Primary Effusion Lymphoma (PEL) is a rare type of non-Hodgkin lymphoma that is characterized by the presence of malignant lymphocytes in the body cavities without the formation of a solid tumor mass. It is most commonly associated with human herpesvirus 8 (HHV-8), also known as Kaposi's sarcoma-associated herpesvirus (KSHV).

Pathophysiology

PEL is primarily linked to infection with HHV-8, which is found in the tumor cells of nearly all cases. The virus is thought to play a crucial role in the transformation of normal lymphocytes into malignant cells.
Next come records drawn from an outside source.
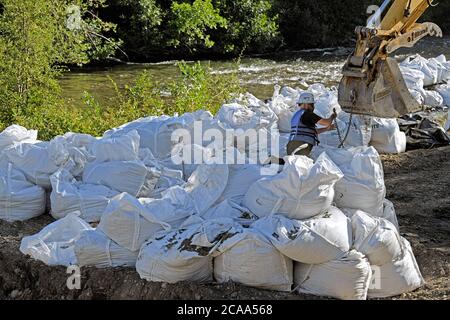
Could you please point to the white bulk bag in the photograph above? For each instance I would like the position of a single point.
(433, 98)
(414, 79)
(347, 278)
(389, 213)
(128, 223)
(249, 258)
(398, 276)
(69, 195)
(206, 185)
(119, 148)
(387, 137)
(421, 64)
(183, 255)
(418, 96)
(362, 186)
(148, 130)
(230, 209)
(123, 176)
(16, 133)
(94, 248)
(54, 244)
(302, 190)
(156, 132)
(240, 178)
(444, 91)
(376, 238)
(325, 237)
(360, 131)
(325, 100)
(34, 160)
(283, 110)
(19, 199)
(237, 116)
In addition to HHV-8, many patients with PEL are also co-infected with human immunodeficiency virus (HIV), which contributes to the immunocompromised state that allows for the development of this lymphoma.

Clinical Presentation

Patients with PEL typically present with symptoms related to the accumulation of fluid in the body cavities, such as the pleural cavity, peritoneal cavity, or pericardial cavity. Common symptoms include dyspnea, abdominal distension, and chest pain. Unlike other lymphomas, PEL does not usually form a solid tumor mass, and the diagnosis is often made by analyzing the fluid from the affected cavity.

Diagnosis

The diagnosis of PEL is made by cytological examination of the effusion fluid, which reveals large, atypical lymphoid cells. Immunophenotyping and molecular studies are used to confirm the presence of HHV-8 in the tumor cells. The cells typically express markers such as CD45 and CD30, but lack expression of B-cell markers like CD20.

Treatment

The treatment of PEL is challenging due to the aggressive nature of the disease and the frequent presence of co-morbid conditions such as HIV infection. Chemotherapy regimens similar to those used for other aggressive lymphomas, such as CHOP (cyclophosphamide, doxorubicin, vincristine, and prednisone), are commonly employed. Antiretroviral therapy is also crucial for patients with HIV to improve immune function and control viral replication.

Prognosis

The prognosis for patients with PEL is generally poor, with a median survival of less than one year. Factors that influence prognosis include the patient's overall health, the presence of HIV infection, and the response to treatment.